On November 11, the Kremlins press service announced that the Russia-EU summit, originally scheduled for that day but abruptly postponed at Moscow’s request, would now take place on November 25 in The Hague. Officially, Moscow blamed the decision on the EU’s failure to install a new European Commission: the Russian government said it wanted to wait until a new executive body entered into office. But some politicians, both in Russia and Europe, concede that there are serious differences in strategic outlook between Moscow and Brussels that make the negotiations on key aspects of the relationship particularly difficult.
The centerpiece of the summit was to be progress in the talks on the four “common spaces” with Russia, unveiled with much pomp and fanfare at the May 2003 meeting in St. Petersburg. It was agreed that the four spaces would include economic ties, freedom; security and justice; external security; and research and education. Once agreement on the four areas is in place, the EU hopes to consolidate them into a “strategic partnership” accord with Russia.
It would appear, however, that the EU and Russia have failed to agree on a new cooperation policy to outline future relations. Signs that the talks have stalled emerged last week when EU foreign ministers said it was likely there would be no agreement on a cooperation package with Russia, because Moscow was resisting EU demands to include consultations on foreign policy issues. According to a Commission spokesperson, “There are some areas, to be frank, where we would have wished to see the Russians be more forthcoming.”
One source of tension between Moscow and Brussels, analysts point out, had been the EU’s insistence that the agreements in all four areas had to be linked. In the words of one EU official, the Commission wants the final document to be a “cohesive, comprehensive whole.” In contrast, Russia would prefer to cut individual deals in less contentious areas such as economics or culture. More specifically, the talks showed that Russia and the EU were still far apart on key external security issues that Brussels insists must be an integral part of the accord.

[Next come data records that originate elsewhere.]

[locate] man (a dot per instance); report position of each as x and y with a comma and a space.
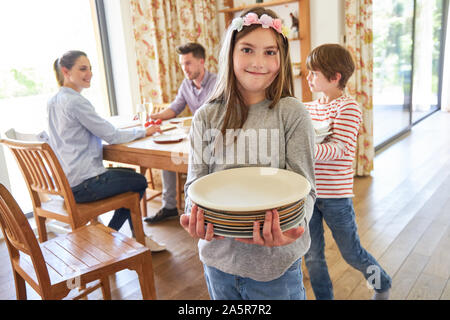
193, 91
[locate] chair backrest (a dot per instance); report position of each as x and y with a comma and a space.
20, 239
15, 135
42, 171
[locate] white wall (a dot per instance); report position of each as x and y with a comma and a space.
327, 21
123, 55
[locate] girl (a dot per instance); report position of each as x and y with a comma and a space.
253, 93
76, 132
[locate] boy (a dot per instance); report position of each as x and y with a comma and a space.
330, 66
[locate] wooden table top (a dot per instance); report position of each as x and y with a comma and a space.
147, 153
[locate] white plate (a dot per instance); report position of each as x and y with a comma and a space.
249, 234
248, 189
169, 138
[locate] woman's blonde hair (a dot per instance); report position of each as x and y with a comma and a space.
67, 60
226, 90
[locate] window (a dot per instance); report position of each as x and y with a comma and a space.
34, 34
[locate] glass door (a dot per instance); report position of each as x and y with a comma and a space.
408, 49
427, 57
393, 47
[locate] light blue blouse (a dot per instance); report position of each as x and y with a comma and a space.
76, 132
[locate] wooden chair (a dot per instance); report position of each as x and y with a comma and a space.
43, 174
51, 225
70, 261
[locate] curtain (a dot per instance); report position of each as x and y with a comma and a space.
159, 27
445, 98
359, 40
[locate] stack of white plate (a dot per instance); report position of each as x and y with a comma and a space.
233, 199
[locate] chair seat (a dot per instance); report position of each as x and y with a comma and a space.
84, 254
54, 207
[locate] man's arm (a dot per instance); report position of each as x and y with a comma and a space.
164, 115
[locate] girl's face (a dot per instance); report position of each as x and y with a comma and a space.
256, 64
79, 77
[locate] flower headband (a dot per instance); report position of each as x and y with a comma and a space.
265, 21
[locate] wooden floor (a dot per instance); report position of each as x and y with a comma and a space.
403, 215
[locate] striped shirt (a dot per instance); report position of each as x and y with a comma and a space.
334, 156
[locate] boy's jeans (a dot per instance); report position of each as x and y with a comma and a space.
340, 218
113, 182
224, 286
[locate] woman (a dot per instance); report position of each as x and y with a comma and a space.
76, 132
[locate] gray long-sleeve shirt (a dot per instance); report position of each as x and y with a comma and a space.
76, 132
281, 137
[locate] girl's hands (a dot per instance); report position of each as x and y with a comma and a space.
195, 225
272, 236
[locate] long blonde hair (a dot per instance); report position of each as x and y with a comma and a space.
226, 91
67, 60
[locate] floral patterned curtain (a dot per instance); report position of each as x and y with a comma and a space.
159, 27
359, 39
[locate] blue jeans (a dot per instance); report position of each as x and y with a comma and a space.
113, 182
224, 286
340, 218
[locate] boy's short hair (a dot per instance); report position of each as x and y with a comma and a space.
197, 50
330, 59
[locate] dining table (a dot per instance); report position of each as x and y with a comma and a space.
152, 152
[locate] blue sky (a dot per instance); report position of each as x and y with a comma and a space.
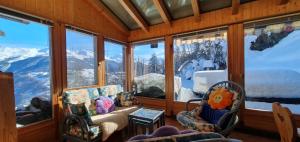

Two fundamental problems in the EU-Russia relationship appear to stand out. First, the general framework of interaction between Moscow and Brussels remains undefined. Since Russia’s top policymakers have repeatedly stated their country’s unwillingness to join the bloc, the EU had invited Moscow to participate in Brussels’ New Neighborhood policy. But most Kremlin strategists view this idea as an “awkward scenario.” They argue that Russia is too important to be bound by an EU formula for partnership that would place it on the same level as the expanded, 25-country group’s other neighbors.
“We believe that this formula does not fit Russia,” the Kremlin’s EU envoy, Sergei Yastrzhembsky, told a news conference Tuesday. “The format of relations between Russia and the EU is far broader, deeper, more massive than . . . with all the other EU partners combined,” he said, referring only to EU neighbors. “So for us . . . this suit is a bit tight — it squeezes Russia’s shoulders.”
Second, the Kremlin grows increasingly wary of the EU’s eastward expansion. The powerful economic and political pull from Brussels is perceived as the main threat to Moscow’s integrationist plans in the post-Soviet lands. As Konstantin Kosachev, head of the State Duma Foreign Affairs Committee, noted with undisguised apprehension in a recent policy paper, “We’re witnessing the emergence of a new hyper-power, which, like a gigantic whirlpool, is slowly but surely sucking in our neighbors.” According to Kosachev and other influential commentators, the goal of the EU’s New Neighborhood policy is to “announce to the nations immediately bordering the expanded bloc [the existence of] a zone of its special interests.” Participation in the Euro-Atlantic structures is offered to the CIS countries as some sort of a “cover” from Russia so as to “neutralize its influence,” Kosachev contends. So it is highly symbolic that Russia’s President Vladimir Putin, instead of flying to The Hague as planned, is again going to Ukraine today — ostensibly to help prevent this key Eastern European country from slipping into the “EU geopolitical orbit,” should the Western-leaning candidate win the November 21 presidential run-off.
Some Russian experts and policymakers openly speak about the “confidence crisis” in the EU-Russia relationship. In Kosachev’s words, Moscow and Brussels should start building — in parallel to the four common spaces — a fifth space, which he calls the “space of trust.” Otherwise, he and like-minded commentators argue, Russia and the EU will never be able to have any mutually beneficial cooperation.
(Reuters, RFE/RL, November 8; Interfax, November 9; Kreml.org, Gazeta, Nezavisimaya gazeta, November 10; RIA-Novosti, November 11).